Tara> It was genuinely fun, entertaining and disruptive, so people authentically reacted to it. I think it also had an element of ‘How did they do that?’ intrigue to it which draws people in. 

LBB> What other projects have you really enjoyed being involved with recently?
Tara> Grave of Thrones, an activation for Foxtel. We built a ‘final resting place’, to promote the final season of Game of Thrones. ‘Grave of Thrones’  was an enormous cemetery erected in one of Sydney’s most popular public parks, where fans of the show were invited to come and pay their respects to those who had died over seven seasons. 


LBB> What are your main aims and ambitions for DDB, Sydney in the coming year?
Tara> For DDB Sydney to be doing iconic work on a global scale across all our clients. Developing the careers of future stars of the industry. And making DDB a fun place to work.

LBB> How can agencies do better at diversity?
Tara> Diverse people have diverse experiences and therefore diverse stories and ways of seeing the world. That has to be good for creativity where we are trying to create fresh, new ideas and points of view. We want our clients’ work to look and feel different and stand out from the rest. 

Agencies can do better by looking beyond the usual places for their people, also having a more diverse set of people in leadership will no doubt help.
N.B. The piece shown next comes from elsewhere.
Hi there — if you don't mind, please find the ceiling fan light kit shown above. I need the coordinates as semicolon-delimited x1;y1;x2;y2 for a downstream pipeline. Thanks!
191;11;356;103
If you can see it, you can be it.

LBB> It’s not often an agency keeps hold of a client for nearly 50 years – and counting – as DDB has with McDonald's. What’s the secret to such a long and successful marriage in the advertising industry? 
Tara> Mutual respect and ambition. Working as a team. Trust and a shared understanding and passion for the business. The list goes on…

LBB> In an interview from 2016 you said in five years you’d be, “Working in advertising, creating art and influencing business at board level somewhere.” Three years later, you’re ECD at DDB, Sydney, you make your own art, and you’ve been elected to the board of the Communications Council, Australia. Do you have a crystal ball, or do you always just do what you say you’re going to do?
Tara> Ha! I certainly try to.

LBB> You’ve won hundreds of awards in your career so far. How important are awards when trying to make a name for yourself in the industry?
Tara> I think they are important. Awards raise the profile of everybody involved — the creatives, the client, the brand, the agency, and so on.  

LBB> You’re an active industry mentor, working with the likes of Cannes 'See It Be It', AWARD School and many more. Do you see judging at AD STARS 2019 as being an extension of that mentoring?
Tara> I find judging is a great learning experience. It’s a pleasure and a privilege to be able to spend time debating and talking about work with incredibly talented people with diverse backgrounds, experience and points of view. It’s like a masterclass in advertising, and that, I guess, does makes you a better mentor.